Wednesday, February 3, 2021

Early Filmmaking and Exhibition

Early Filmmaking and Exhibition

1)The cinema may have been an astonishing novelty in the 1890s, but it came into being
    within a varied context of Victorian leisure-time activities.

2) Dramatic troupes put on plays, lecturers used magic-lantern slides to illustrate their talks,
    and concerts featuring the newly invented phonograph brought the sounds of big-city
    orchestras to a wide public.
3)Vaudeville gave middle-class audiences a variety of acts on a single program, ranging from
   performing animals to plate-spinning jugglers to slapstick comedians.
4)Burlesque offered a similar potpourri of acts, though less family-oriented with their vulgar
  comedy and occasional nudity.

The new medium of film
1)moved smoothly into this spectrum of popular entertainment.
2)Like the early films that we have already mentioned, most subjects were nonfiction,
   or actualities
.
3)Actualities - These included scenics, or short travelogues, offering views of distant lands.
   News events might be depicted in brief topicals
.

From the beginning, fiction films were also important.
1)Typically these were brief staged scenes.
2)The Lumières’ Arroseur arrosé AKA The Waterer Watered, presented in their first program
   in 1895, showed a boy tricking a gardener by stepping on his hose.
3)Such simple jokes formed a major genre of early filmmaking.
4)Some of these fiction films were shot outdoors, but simple painted backdrops were quickly
   adopted and remained common for decades.

The Waterer Watered (Auguste & Louie Lumière, 1895) 
Info on YouTube
The world's 1st comedy, The Sprinkler Sprinkled (also known as L'Arroseur Arrosé and The Waterer Watered) was shot in Lyon in the spring of 1895. The film portrays a simple practical joke in which a gardener is tormented by a boy who steps on the hose that the gardener is using to water his plants, cutting off the water flow.
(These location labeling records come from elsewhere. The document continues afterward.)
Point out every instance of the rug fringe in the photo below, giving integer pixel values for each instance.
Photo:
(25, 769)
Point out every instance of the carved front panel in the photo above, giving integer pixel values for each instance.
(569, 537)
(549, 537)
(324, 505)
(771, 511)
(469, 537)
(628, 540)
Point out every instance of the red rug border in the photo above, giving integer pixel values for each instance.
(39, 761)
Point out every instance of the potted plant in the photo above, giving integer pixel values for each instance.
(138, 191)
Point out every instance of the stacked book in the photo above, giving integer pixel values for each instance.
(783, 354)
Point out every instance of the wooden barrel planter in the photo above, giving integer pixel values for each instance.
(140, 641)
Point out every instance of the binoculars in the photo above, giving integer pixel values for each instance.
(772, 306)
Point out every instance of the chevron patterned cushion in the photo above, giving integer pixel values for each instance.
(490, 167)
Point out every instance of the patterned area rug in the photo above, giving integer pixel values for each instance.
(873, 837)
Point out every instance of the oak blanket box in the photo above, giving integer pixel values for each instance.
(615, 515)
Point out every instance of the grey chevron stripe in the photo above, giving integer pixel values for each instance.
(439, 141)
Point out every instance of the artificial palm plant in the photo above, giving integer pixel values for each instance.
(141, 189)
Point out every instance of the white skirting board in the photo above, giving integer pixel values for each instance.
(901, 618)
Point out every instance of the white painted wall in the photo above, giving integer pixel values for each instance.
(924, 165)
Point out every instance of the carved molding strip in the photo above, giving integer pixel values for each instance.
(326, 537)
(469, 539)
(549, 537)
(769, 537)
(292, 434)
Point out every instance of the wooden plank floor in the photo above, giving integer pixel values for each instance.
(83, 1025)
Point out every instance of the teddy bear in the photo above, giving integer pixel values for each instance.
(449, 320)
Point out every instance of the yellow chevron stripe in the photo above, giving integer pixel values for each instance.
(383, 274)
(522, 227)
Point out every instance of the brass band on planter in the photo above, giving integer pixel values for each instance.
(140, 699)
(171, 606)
When the gardener tilts the nozzle up to inspect it, the boy releases the hose, causing the water to spray him. The gardener is stunned and his hat is knocked off, but he soon catches on. A chase ensues, both on and off-screen (the camera never moves from its original position) until the gardener catches the boy and administers a spanking. Louis Lumière used his own gardener, François Clerc, to portray the gardener.

Click Here for the Water Watered film


Filmming styles
1) Most films in this early period consisted of a single shot.
2)The camera was set up in one position, and the action unfolded during a continuous take.
3)Film historian Jon Lewis describes the visual style of Sandow (1886): Edison's filmmakers -
   W. K. L. Dickson, James White, and William Heise - opted for an aesthetic that closely
   mimicked photographic portraiture.
4) Subjects were placed in front of a flat black backdrop and lit from the front.
5)No effort was made at simulating depth within the two-dimensional image.
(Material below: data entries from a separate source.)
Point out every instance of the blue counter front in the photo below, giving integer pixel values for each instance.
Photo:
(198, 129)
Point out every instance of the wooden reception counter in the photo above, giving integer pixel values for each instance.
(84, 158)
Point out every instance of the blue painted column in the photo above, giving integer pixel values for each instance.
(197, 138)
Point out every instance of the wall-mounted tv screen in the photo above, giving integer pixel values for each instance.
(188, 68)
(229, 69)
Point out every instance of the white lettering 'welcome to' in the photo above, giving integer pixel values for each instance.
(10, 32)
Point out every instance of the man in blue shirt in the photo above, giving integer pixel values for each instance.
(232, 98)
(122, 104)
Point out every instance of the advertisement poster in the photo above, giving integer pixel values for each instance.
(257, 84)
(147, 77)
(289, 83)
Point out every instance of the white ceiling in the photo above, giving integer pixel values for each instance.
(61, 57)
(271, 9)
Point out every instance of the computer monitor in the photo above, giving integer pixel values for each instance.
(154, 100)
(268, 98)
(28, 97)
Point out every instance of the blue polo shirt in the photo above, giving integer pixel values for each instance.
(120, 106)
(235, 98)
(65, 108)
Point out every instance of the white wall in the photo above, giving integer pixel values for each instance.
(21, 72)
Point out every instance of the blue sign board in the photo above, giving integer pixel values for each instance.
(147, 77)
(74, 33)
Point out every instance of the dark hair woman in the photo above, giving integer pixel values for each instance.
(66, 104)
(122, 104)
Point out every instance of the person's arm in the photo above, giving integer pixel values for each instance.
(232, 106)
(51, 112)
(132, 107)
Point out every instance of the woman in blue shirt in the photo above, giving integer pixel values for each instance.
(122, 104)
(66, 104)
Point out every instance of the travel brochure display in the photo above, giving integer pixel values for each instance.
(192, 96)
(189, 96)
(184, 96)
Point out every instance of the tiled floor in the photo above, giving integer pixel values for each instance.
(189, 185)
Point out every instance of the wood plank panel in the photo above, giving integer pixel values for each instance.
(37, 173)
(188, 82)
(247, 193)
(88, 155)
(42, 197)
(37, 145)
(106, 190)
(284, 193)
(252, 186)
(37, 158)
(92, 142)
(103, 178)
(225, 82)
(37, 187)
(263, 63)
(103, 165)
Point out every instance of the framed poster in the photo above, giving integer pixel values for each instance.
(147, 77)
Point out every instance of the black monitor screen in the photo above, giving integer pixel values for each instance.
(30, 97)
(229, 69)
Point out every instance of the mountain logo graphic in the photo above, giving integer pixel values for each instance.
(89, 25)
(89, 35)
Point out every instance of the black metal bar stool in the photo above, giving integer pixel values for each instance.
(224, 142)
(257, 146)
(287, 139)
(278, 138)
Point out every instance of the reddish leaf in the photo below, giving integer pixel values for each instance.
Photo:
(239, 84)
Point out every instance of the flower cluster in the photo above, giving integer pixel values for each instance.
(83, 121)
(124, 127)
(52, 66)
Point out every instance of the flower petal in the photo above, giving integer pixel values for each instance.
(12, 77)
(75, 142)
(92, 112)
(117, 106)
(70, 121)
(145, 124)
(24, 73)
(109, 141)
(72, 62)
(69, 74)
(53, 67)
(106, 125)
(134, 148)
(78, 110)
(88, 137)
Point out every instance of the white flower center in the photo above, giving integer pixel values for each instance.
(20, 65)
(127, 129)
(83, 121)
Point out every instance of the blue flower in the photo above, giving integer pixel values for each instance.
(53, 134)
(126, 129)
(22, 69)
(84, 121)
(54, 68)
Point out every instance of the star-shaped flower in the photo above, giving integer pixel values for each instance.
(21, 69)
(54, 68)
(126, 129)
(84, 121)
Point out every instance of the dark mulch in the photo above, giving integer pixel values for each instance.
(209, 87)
Sandow (W. K. L. Dickson & William Heise, 1896)
from YouTube: SUMMARY According to vaudeville historian Joe Laurie, Jr., Sandow--who was managed by Flo Ziegfeld--was "the greatest of the strong men and who received the most publicity" (Vaudeville, 1972, p. 33).
Click Here for Sandow clip


Blacksmithing Scene (1893)

1)Blacksmithing Scene is an 1893 American short black-and-white silent film directed by
   William K. L. Dickson.
2)It is historically significant as the first Kinetoscope film shown in public exhibition on
   May 9, 1893, and is the earliest known example of actors performing a role in a film
.


Blacksmithing Scene (W. K. L. Dickson & William Heise, 1893)
Blacksmithing Scene film clip

Notes from YouTube:

Blacksmith Scene (1893) - 1st Staged Narrative in Film - William K.L. Dickson | William Heise

The 1st commercially exhibited film and the 1st staged scene with actors performing a role, Blacksmith Scene is a Kinetoscope film first shown on May 9, 1893.  It was filmed entirely within the Black Maria studio at West Orange, New Jersey, in the USA, which is widely referred to as "America's First Movie Studio".

The scene is all filmed from a stationary camera. On screen is a large anvil with a blacksmith behind it and one to either side (portrayed by Edison employees). The smith in the middle uses a heated metal rod he has removed from a fire and places it on the anvil. All three begin a rhythmic hammering. After several blows the metal rod is returned to the fire. One smith pulls out a bottle of beer, and they each take a drink. Following this drink they then resume their work.